Why would one assume that simply because it is possible to manipulate data to alter a P >.05 result to P <.05, somehow truth is now revealed. A final critical question is this: Does a P value of <.05 or >.05 meaningfully define the potential utility of a strategy for an individual patient or group of patients?
In this discussion, one should acknowledge that members of the academic statistician community have raised their own objections to the so-called P <.05 gold standard, with some suggesting the definition of statistical significance should be made even more stringent (P <.005).3 However, it is relevant to inquire whether making it even more difficult for a novel cancer therapeutic strategy to achieve the lofty goal of statistical significance helps patients with cancer or simply makes the math more impressive.

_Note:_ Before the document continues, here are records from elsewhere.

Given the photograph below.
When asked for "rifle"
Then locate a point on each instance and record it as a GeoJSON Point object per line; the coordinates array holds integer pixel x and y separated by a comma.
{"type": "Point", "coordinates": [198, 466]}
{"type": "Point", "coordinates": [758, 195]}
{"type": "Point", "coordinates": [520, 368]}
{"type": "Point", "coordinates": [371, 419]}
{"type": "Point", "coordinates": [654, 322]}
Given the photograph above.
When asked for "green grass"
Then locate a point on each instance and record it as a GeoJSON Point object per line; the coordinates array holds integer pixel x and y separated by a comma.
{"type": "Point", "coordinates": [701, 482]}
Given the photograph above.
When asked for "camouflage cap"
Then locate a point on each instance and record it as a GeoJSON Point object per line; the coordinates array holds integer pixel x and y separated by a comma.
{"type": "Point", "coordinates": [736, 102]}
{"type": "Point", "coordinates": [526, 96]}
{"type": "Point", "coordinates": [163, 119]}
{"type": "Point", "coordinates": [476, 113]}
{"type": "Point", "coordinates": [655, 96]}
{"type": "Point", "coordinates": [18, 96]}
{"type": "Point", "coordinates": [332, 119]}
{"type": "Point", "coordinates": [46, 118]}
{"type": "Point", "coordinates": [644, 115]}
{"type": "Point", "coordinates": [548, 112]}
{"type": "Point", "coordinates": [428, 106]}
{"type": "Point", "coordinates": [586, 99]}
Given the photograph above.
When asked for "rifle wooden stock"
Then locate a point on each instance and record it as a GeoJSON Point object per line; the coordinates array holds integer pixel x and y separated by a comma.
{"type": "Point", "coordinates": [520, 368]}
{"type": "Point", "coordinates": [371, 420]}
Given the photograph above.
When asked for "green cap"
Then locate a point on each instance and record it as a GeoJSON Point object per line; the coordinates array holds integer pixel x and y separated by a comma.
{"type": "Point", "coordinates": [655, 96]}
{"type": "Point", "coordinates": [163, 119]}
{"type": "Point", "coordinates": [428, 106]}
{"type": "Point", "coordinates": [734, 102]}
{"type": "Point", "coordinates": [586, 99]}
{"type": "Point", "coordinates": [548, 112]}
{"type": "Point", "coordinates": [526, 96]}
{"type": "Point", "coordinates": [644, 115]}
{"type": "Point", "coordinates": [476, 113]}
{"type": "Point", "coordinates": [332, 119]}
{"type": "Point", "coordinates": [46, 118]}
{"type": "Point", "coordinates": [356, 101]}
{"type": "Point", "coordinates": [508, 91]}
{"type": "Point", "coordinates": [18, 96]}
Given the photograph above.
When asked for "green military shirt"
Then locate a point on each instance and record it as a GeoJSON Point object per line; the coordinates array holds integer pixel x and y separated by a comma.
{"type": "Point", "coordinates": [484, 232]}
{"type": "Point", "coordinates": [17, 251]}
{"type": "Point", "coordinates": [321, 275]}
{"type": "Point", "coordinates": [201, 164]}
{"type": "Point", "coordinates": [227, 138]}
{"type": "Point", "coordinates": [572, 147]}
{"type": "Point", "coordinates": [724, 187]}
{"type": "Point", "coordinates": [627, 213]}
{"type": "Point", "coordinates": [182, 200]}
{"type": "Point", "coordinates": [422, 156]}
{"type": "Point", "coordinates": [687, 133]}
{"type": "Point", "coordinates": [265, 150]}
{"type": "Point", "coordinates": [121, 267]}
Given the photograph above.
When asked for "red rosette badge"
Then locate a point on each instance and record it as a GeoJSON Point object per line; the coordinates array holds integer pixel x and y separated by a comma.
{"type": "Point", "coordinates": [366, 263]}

The basic issue here is the critical distinction between statistical significance and clinical relevance or value. Simply because a given outcome has achieved the statistical gold standard does not guarantee it has clinical value. To appreciate the lack of direct linkage, one need search no further than the remarkable conclusion from a phase III randomized trial that compared erlotinib (Tarceva) plus gemcitabine versus erlotinib alone in the management of metastatic pancreatic cancer.4 In this study, there was a statistically significant (P = .038) improvement in OS associated with adding erlotinib, but this translated to a median survival difference of only 10 days (6.24 vs 5.91 months) between the study populations.
Conversely, we also have multiple relevant examples of situations where data suggest the potential for impressive clinical utility, but because of limited patient numbers or a subset analysis, the gold standard of P <.05 fails to be achieved. For example, in a trial examining doxorubicin versus intensified doxorubicin plus ifosfamide in first-line management of advanced/metastatic soft-tissue sarcoma, the combination arm achieved a statistically significant improvement in progression-free survival (P = .003) and an almost doubling of the objective response rate (26% vs 14%; P <.0006).5 Yet, apparently because OS was not statistically significantly improved (P = .076), the investigators concluded that “our results do not support the use of intensified doxorubicin and ifosfamide for palliation of advanced soft-tissue sarcoma unless the specific goal is tumor shrinkage.” One must assume here that if the magical P <.05 had been attained, the author’s conclusion would have been very different.
As a final example, in a phase III randomized trial comparing palbociclib (Ibrance) plus fulvestrant (Faslodex) with fulvestrant plus placebo as second-line endocrine therapy for hormone receptor—positive, HER2-negative breast cancer, the combination regimen improved OS by a median of 6.9 months (34.9 vs 28.0 months),6 but presumably because the P value was .09, the investigators concluded “The differences in OS in the entire trial group were not significant.” Really?